Another difficulty is that the various functions of prints, their perception, and the different levels of production of printed images are not taken into account properly. Even in an examination that deals mainly with more popular imagery, this should be a vital issue. Even in a print market strictly controlled as the English, there are wonderful examples of the various levels of production, from highly prized and highly finished prints for an extremely well educated and wealthy public to popular images for a smaller sum and wider audience. This did not mean, especially in England, that richer people had no interest in caricatures or rather cheap images, but these sheets did generally have a slightly different audience and tried to cover interests as widely as possible, albeit on a more short-term basis. At the same time, this meant that such images often refer to rather well known iconographical traditions and used established prejudices to be understood. That is probably exactly the pattern chosen for most of the schoolbooks, thereby cementing this image.
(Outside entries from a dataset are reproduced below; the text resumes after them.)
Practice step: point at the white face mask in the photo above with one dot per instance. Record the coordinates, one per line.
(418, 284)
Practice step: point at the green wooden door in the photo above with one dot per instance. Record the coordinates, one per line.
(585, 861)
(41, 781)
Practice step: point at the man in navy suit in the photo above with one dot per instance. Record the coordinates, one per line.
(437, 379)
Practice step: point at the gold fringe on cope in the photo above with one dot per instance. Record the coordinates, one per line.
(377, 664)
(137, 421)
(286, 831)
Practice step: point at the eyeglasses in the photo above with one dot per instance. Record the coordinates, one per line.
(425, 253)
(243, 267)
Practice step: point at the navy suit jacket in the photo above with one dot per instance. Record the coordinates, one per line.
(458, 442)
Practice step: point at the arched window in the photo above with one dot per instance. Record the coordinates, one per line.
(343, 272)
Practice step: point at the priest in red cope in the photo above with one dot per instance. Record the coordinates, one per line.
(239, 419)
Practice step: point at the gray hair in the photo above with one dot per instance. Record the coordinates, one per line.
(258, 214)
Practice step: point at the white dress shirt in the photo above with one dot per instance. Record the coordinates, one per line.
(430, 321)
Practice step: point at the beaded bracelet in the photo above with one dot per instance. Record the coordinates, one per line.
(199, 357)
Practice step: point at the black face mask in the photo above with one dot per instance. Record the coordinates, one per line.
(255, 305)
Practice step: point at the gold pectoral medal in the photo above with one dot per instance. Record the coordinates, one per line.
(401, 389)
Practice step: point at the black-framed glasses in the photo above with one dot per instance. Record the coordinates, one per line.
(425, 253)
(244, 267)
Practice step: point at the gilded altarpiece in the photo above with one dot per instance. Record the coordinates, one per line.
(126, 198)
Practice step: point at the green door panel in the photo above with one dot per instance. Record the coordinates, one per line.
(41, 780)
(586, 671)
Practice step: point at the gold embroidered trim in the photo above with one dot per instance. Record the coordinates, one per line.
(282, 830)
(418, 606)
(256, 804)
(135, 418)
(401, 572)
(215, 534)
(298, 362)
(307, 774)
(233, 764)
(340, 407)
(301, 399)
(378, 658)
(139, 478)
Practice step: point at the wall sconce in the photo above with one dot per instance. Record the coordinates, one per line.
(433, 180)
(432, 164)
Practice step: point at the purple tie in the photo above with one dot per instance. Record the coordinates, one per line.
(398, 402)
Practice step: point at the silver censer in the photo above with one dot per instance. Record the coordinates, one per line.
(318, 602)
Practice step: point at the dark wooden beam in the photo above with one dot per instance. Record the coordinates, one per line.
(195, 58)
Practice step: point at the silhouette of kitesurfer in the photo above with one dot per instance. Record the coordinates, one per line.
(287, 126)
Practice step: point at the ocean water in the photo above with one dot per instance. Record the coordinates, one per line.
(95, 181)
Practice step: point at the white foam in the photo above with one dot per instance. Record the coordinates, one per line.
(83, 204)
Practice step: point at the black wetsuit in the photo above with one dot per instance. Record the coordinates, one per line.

It is an argument that runs in a vicious circle, however, not knowing if the schoolbooks create the image, or if they just take over a well-known fact and hand it down to the next generation. Especially for the image of the Netherlands, the images instead could refer to the various genre prints made from the 16th century onwards, which have just been adopted in later times. For other countries this was certainly the case. Nevertheless, the examination of iconographical sources is missing entirely in Meyer's book, and although not at all easy to establish, it would have been a benefit for this research. Only then could one understand the source, and not just the establishment, of the stereotypes, saving Meyer from the temptation of generalizing points that are already well known for genre prints, which had found a somewhat edited repetition of past images in their English reformulation.